ProMISe: Infers Probabilistic MiRNA-mRNA Interaction Signature (ProMISe) using paired expression data from a single sample. Roleswitch operates in two phases by inferring the probability of mRNA (miRNA) being the targets ("targets") of miRNA (mRNA), taking into account the expression of all of the mRNAs (miRNAs) due to their potential competition for the same miRNA (mRNA). Due to mRNA transcription and miRNA repression events simultaneously happening in the cell, Roleswitch assumes that the total transcribed mRNA levels are higher than the observed mRNA levels at the equilibrium and iteratively updates the total transcription of each mRNA targets based on the above inference (manuscript under peer-review).



























  1. Citation:

  2. Li, Y., Liang, C., Wong, KC, Jin, K., and Zhang, Z. (Feb, 2014) Inferring probabilistic miRNA-mRNA interaction signatures in cancers: a role-switch approach. Nucleic Acids Research (In Press)



TargetScore: a probabilistic approach to explore human microRNA targetome by integrating microRNA-overexpression data and sequence information

TargetScore is used to infer the posterior distributions of microRNA targets by probabilistically modeling the likelihood microRNA-overexpression fold-changes and sequence-based scores. Variational Bayesian Gaussian mixture model (VB-GMM) is applied to log fold-changes and sequence scores to obtain the posteriors of latent variable being the miRNA targets. The final targetScore is computed as the sigmoid-transformed fold-change weighted by the averaged posteriors of target components over all of the features.












  1. Citation:

  2. Li, Y., Goldenberg, A., Wong, KC., Zhang Z. (Oct, 2013). A probabilistic approach to explore human miRNA targetome by integrating miRNA-overexpression data and sequence information. Bioinformatics (Online Advance Access)

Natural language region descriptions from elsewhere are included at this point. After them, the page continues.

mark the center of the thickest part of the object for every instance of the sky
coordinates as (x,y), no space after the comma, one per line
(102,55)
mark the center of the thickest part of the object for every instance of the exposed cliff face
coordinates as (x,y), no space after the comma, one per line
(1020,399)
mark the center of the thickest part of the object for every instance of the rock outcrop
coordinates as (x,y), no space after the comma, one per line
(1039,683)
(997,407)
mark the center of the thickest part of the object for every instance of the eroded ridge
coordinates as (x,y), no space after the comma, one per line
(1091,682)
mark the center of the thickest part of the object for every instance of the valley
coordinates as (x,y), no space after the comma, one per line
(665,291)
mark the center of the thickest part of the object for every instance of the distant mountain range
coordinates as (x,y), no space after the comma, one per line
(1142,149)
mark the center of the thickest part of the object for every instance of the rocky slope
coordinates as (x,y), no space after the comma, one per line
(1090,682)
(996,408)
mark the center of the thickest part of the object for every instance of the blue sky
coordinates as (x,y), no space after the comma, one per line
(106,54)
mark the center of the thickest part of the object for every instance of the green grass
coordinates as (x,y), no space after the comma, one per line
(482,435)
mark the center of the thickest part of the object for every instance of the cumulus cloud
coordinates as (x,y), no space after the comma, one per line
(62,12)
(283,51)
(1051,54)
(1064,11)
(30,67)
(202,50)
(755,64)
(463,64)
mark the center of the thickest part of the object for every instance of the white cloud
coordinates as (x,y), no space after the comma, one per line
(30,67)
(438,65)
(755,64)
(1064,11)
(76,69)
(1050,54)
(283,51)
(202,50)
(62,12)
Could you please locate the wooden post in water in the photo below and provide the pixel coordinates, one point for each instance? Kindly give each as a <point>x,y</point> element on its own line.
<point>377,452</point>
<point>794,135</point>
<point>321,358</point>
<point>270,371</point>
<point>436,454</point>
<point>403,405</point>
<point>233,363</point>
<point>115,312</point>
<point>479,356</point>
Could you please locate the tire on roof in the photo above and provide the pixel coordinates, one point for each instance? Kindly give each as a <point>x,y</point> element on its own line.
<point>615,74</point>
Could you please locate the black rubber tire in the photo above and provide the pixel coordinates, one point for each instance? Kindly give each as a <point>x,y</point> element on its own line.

RIPSeeker: a statistical package for identifying protein-associated transcripts from RIP-seq experiments

Infer and discriminate RIP peaks from RIP-seq alignments using two-state HMM with negative binomial emission probability. While RIPSeeker is specifically tailored for RIP-seq data analysis, it also provides a suite of bioinformatics tools integrated within this self-contained software package comprehensively addressing issues ranging from post-alignments processing to visualization and annotation. You can download and install RIPSeeker from Bioconductor.













  1. Citation:

  2. Li, Y., Zhao, D. Y., Greenblatt, J. F., & Zhang, Z. (March, 2013). RIPSeeker: a statistical package for identifying protein-associated transcripts from RIP-seq experiments. Nucleic Acids Research, 41(8), e94. doi:10.1093/nar/gkt142



PIIKA: Platform for Integrated, Intelligent Kinome Analysis

PIIKA is a software pipeline implemented in R for analyzing data from kinome microarrays. I do not maintain this software. If you wish to use PIIKA for academic, non-commercial purposes, please e-mail here to obtain a license form.


  1. Citation:

  2. Li, Y., Arsenault, R. J., Trost, B., Slind, J., Griebel, P. J., Napper, S., and Kusalik, A. (April, 2012). A Systematic Approach for Analysis of Peptide Array Kinome Data. Science Signaling, 5(220), pl2–pl2.